Kanary
Purpose
The goal of Kanary project is to bring full automation of Canary Deployment to kubernetes. So far only rolling update is automated and fully integrated to Kubernetes. Using CRD (Custom Resource Definition) and an associated controller, this project will allow you to define your Canary deployment and chain it with a classic rolling update in case of success.
The Kanary CRD allows you to define the follwoing 5 blocks of a Canary Deployment:
- The scheduling
- The deployment of the canary instance
- The traffic management toward your canary instance
- The validation phase
- The rollout phase
Of course the Kanary CRD embedded a classic deployment object defintion as template. A dedicated pluggin will allow you to convert a classic deployment to a Kanary deployment using default values.
No need for external tool to orchestrate the different phase, the creation and deletion of dedicated services and pods. Describe what you expect and let the controller do the job. Each phase comes with multiple options that will give full control on how you want to proceed.
Note that it is possible to run multiple Kanary at the same time on top of the same deployment, and that the history of the original deployment is preserved (classic roolback capability is preserved).
The next chapters will detail all possible options.
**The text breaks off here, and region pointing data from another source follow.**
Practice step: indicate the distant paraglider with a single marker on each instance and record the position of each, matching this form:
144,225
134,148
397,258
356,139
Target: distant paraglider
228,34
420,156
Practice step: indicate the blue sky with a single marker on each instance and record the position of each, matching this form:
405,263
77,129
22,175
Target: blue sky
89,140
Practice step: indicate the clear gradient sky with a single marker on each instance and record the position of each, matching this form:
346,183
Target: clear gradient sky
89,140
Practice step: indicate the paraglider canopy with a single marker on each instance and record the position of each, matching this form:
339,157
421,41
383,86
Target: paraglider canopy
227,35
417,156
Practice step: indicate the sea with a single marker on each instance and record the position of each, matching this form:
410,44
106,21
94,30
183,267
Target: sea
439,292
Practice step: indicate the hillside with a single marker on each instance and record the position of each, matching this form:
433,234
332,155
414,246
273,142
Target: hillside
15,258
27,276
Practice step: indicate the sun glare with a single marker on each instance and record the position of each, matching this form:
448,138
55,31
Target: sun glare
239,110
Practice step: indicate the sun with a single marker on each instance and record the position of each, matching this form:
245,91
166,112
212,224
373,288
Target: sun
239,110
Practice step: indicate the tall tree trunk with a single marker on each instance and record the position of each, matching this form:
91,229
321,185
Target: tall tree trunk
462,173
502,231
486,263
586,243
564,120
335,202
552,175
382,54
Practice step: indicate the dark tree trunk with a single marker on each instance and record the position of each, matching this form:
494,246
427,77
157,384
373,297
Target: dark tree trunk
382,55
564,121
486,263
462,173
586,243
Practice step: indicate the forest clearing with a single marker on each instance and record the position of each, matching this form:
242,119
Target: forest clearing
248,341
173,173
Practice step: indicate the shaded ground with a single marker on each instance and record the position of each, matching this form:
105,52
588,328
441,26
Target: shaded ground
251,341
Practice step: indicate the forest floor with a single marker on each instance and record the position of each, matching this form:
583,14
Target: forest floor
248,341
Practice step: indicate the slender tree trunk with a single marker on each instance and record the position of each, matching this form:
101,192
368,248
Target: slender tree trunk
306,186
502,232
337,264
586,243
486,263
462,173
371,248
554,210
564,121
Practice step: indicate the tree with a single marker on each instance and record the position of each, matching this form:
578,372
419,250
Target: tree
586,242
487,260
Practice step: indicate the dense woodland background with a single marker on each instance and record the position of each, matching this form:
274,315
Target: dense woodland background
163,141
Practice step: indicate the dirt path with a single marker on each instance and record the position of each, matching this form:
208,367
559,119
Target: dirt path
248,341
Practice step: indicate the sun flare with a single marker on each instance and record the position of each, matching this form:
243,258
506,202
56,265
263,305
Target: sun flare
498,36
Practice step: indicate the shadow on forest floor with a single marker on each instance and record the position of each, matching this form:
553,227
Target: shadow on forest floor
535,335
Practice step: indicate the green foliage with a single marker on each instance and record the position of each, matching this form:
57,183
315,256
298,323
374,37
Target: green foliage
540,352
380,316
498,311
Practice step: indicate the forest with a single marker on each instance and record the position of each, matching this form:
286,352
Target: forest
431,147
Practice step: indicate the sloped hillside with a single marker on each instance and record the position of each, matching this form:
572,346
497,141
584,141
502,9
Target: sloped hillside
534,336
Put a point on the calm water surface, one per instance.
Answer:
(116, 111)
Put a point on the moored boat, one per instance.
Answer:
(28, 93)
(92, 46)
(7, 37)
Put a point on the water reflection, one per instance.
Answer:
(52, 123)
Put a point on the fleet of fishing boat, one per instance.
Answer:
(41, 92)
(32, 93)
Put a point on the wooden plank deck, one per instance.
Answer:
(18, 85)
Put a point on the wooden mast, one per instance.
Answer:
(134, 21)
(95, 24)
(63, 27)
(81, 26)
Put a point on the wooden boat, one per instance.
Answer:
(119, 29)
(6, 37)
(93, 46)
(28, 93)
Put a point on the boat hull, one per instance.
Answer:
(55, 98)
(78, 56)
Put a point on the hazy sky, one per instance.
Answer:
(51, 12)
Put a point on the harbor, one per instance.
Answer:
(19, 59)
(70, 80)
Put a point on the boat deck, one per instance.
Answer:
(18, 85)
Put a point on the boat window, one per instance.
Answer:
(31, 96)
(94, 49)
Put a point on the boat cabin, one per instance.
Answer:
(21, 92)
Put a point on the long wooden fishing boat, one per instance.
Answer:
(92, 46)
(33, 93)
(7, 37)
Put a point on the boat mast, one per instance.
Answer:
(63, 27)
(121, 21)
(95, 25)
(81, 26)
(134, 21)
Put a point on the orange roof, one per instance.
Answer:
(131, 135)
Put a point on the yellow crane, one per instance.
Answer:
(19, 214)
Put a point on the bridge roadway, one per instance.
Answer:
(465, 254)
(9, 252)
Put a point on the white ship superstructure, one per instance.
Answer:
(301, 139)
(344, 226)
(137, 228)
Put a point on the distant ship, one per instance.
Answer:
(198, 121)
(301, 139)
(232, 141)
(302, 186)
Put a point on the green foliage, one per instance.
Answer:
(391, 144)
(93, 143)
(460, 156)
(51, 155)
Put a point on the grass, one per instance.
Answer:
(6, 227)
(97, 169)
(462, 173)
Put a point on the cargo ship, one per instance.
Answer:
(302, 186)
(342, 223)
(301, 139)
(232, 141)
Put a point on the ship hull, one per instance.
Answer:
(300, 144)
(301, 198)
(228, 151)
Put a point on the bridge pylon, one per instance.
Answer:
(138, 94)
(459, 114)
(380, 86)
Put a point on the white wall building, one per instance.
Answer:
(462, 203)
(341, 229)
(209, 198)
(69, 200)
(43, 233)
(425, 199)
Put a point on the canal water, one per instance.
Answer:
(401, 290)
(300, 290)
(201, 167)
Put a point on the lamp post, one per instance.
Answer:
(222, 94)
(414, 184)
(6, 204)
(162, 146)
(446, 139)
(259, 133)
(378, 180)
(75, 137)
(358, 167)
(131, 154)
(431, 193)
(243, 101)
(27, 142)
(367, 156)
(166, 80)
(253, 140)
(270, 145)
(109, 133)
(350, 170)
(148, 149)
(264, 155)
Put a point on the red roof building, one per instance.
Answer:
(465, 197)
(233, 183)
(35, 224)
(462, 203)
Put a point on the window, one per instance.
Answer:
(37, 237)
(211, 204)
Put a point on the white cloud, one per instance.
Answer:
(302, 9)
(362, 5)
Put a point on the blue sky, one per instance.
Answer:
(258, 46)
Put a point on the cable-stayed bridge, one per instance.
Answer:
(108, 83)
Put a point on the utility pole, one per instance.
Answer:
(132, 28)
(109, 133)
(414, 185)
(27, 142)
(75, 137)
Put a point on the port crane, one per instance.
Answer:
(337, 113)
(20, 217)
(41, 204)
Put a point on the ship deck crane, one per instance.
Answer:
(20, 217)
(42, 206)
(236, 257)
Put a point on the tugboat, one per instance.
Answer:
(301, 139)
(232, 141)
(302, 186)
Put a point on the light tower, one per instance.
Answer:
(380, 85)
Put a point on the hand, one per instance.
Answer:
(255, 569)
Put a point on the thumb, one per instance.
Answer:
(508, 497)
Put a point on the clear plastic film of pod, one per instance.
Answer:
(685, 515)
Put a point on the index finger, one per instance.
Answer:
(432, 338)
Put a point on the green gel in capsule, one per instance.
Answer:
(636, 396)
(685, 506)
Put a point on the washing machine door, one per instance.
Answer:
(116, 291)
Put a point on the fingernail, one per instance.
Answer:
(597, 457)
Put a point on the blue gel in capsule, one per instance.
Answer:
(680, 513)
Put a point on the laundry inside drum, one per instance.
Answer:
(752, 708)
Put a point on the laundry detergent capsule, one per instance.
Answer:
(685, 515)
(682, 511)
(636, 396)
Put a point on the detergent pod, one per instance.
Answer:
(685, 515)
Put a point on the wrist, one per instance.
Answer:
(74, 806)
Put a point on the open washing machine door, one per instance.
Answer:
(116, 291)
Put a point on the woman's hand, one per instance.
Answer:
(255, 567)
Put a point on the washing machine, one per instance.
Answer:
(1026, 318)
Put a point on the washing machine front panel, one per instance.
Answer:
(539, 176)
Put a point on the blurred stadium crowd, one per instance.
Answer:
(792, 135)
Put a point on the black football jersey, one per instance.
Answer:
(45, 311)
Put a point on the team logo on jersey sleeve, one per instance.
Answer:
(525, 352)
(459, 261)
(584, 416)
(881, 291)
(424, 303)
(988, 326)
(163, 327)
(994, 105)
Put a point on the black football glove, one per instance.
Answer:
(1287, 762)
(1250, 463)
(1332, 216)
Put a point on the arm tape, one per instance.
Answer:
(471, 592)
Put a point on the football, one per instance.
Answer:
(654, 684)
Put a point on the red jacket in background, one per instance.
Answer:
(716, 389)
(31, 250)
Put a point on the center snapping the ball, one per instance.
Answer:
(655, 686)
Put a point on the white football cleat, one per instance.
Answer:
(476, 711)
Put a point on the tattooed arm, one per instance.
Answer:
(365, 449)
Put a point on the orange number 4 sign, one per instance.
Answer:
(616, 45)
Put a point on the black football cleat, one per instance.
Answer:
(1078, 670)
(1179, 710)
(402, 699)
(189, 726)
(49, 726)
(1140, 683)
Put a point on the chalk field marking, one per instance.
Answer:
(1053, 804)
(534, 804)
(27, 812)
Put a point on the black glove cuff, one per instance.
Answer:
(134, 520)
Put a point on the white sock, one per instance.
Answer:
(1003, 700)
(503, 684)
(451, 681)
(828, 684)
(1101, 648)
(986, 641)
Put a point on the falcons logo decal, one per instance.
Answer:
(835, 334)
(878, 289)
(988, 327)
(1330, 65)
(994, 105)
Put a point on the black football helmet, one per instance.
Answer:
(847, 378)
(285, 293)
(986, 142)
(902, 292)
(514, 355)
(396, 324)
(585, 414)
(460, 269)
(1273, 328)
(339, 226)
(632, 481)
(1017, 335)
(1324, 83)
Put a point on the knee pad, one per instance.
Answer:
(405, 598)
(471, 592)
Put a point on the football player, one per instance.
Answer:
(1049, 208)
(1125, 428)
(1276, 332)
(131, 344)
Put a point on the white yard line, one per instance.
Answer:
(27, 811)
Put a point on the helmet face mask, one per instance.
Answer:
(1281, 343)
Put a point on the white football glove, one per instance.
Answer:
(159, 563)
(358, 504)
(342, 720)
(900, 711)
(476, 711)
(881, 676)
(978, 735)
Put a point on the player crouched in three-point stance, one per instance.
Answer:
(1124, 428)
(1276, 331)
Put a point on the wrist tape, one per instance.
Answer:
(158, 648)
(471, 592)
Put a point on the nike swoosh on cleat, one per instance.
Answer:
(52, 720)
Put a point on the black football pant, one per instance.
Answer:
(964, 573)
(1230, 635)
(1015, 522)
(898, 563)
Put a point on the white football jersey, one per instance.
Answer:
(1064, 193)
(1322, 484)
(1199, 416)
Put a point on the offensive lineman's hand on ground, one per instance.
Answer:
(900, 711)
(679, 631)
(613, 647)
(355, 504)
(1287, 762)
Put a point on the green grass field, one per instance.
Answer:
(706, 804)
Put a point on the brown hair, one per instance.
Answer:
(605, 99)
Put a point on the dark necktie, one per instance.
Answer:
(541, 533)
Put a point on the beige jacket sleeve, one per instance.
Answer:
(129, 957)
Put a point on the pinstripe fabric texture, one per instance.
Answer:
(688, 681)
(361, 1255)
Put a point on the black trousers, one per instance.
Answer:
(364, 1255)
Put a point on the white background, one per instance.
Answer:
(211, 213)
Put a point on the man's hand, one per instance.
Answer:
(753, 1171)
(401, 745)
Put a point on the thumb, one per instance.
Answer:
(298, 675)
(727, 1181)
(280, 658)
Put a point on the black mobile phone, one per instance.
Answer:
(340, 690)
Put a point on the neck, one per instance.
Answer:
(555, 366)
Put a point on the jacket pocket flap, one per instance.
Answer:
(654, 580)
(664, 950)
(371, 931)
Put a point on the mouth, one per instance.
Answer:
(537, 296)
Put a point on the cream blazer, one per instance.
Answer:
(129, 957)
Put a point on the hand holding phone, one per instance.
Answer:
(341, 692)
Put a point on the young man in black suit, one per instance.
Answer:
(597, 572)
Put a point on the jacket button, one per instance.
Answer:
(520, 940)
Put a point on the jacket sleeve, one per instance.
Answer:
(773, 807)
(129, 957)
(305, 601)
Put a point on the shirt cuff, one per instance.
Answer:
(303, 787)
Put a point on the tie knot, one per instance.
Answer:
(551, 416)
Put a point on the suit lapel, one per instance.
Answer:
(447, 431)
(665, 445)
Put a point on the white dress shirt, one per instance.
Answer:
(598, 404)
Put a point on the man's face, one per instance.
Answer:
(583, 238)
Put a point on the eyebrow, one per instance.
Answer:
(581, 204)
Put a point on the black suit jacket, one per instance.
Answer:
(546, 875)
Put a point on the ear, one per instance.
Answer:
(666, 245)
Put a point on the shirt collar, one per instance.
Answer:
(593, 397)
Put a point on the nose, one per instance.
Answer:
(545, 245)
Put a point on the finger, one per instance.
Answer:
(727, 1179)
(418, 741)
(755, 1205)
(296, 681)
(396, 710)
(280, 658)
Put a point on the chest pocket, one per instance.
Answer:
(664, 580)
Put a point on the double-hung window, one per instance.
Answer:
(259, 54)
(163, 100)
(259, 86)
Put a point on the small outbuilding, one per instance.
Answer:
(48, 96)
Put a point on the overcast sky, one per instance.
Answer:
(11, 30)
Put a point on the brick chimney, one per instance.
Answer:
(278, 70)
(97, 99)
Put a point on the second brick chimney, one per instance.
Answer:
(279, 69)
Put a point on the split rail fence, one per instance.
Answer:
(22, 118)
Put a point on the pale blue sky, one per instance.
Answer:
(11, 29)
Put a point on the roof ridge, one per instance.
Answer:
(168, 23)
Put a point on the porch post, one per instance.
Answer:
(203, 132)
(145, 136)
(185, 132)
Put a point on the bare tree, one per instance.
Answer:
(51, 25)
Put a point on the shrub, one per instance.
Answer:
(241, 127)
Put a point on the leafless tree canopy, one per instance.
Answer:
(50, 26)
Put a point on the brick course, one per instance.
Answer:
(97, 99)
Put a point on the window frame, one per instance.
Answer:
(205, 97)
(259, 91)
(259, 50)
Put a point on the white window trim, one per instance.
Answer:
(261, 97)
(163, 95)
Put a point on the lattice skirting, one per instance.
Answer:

Have a good Kanary testing!
Install the kanary operator in your namespace
using Helm
helm template chart/kanary | kubectl apply -f -
Injecting ressources
Create the CRD first:
kubectl apply -f deploy/crds/kanary_v1alpha1_kanarydeployment_crd.yaml
Create ServiceAccount and setup RBAC:
kubectl apply -f deploy/service_account.yaml
kubectl apply -f deploy/role.yaml
kubectl apply -f deploy/role_binding.yaml
Deploy the operator:
kubectl apply -f deploy/operator.yaml
Docker repository
https://hub.docker.com/r/kanaryoperator/operator
How to use it
Quick bootstrap
To easily create your first kanary CRD, you should use the plugin. Let's imagine you current deployment is named myapp and it is under the service myapp-svc. Let's create a kanary CRD called superman:
kubectl kanary generate myapp --name=superman --traffic=both --service=myapp-svc --validation-period=1m -oyaml
If you are a Istio user you will probably prefer to generate a validation based on success rate and/or P99:
kubectl kanary generate myapp --name=superman --traffic=both --service=myapp-svc --validation-period=1m --validation-promql-istio-quantile="P99<310" --validation-promql-istio-success="0.95" -oyaml
The spec blocks
The KanaryDeployment.Spec
is split in 4 different parts:
KanaryDeployment.Spec.Template
: represents the Deployment
template that is it instantiated as canary deployment, and also as the Deployment update if the KanaryDeployment succeed.
KanaryDeployment.Spec.Scale
: aggregates the scaling configuration for the canary deployment.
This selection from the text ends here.